Online financial advisors are good for financial situations that are more complicated than simply dumping your money into an account and watching it grow. If you need some simple and basic estate planning, financial guidance, and investment management then an online advisor might be right for you.
Online advisors typically have relatively low minimum amounts to start investing with them. I have pretty consistently seen a $25,000 amount as the minimum amount to start. But I have also seen ones that are $100,000 and some that are $0.
The good of online financial advisors:
- You generally will get a dedicated person to talk to who will be “your” financial advisor.
- There are a lot of different options to choose from.
- Fees are generally pretty reasonable compared to some in-person financial advisors
The bad of online financial advisors:
- A minimum of $25,000ish can be daunting if you are just starting out.
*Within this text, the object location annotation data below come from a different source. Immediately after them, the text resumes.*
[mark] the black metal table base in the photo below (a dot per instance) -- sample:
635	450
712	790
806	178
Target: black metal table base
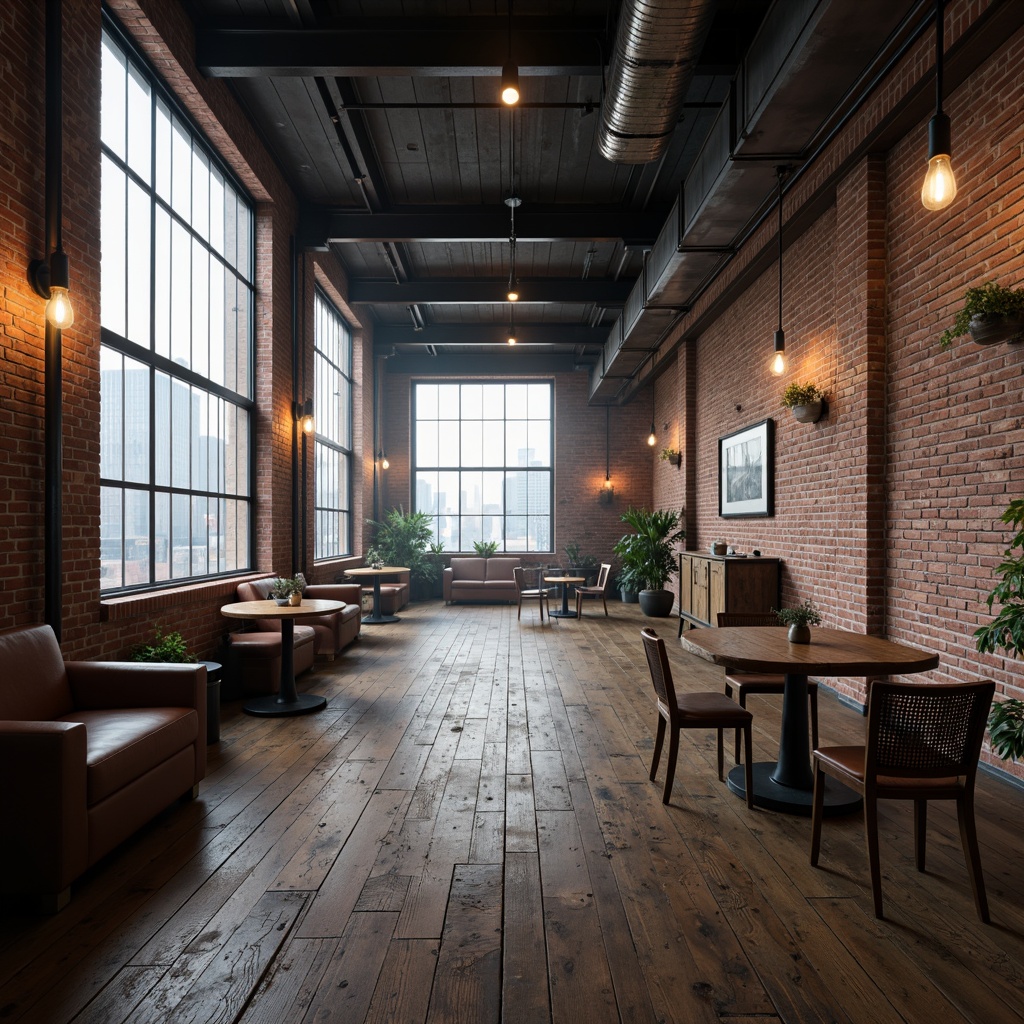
774	797
274	707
- You never get to sit kneecap to kneecap with your financial advisor.
(3) In-Person Financial Advisors
This is the traditional one. An in-person financial advisor is likely the firm (or individual) in your town that sponsors the youth soccer tournament, has a physical office, and/or can usually be seen rubbing elbows with the people in your town or city.
A traditional in-person financial advisor will generally meet with you at least once just to get to know you and see if you are a good fit (both personality-wise and monetarily). If you decide to go forward with a professional relationship, you will probably meet with that person at least annually.
In-person financial advisors typically charge the highest fees of all the advisors. But that makes sense. An in-person financial advisor has an office space and several other expenses that a robo advisor or an online advisor just won’t have. It’s pretty common to see fees above 1% of your investable assets. And I have even seen fees as high as 3% (yikes). (Pro Tip: If your fees are greater than 1.5%, don’t use that advisor.)
But with those higher fees, an in-person financial advisor will generally offer a lot more services. An in-person financial advisor might offer tax advice, legal advice, estate planning, insurance, and a whole host of other services. Some of those services might be beneficial to you but some may not.
Final Thoughts
Picking a financial advisor is a big decision. The type of financial advisor that you need (or even if you need one at all), is likely going to be different than the next person. You shouldn’t take it lightly. Make sure not to rush the decision. If it takes you six months or a year to find a financial advisor, that’s okay. Your money will still be there a year from now.
There will be more articles on this topic in the future. As I have been writing it, I realized that I have hardly scratched the surface of the topic of financial advisors.
But with that, I hope that you have grown your Money Muscle.
Remember, you are the captain of your ship and only you can make your life awesome!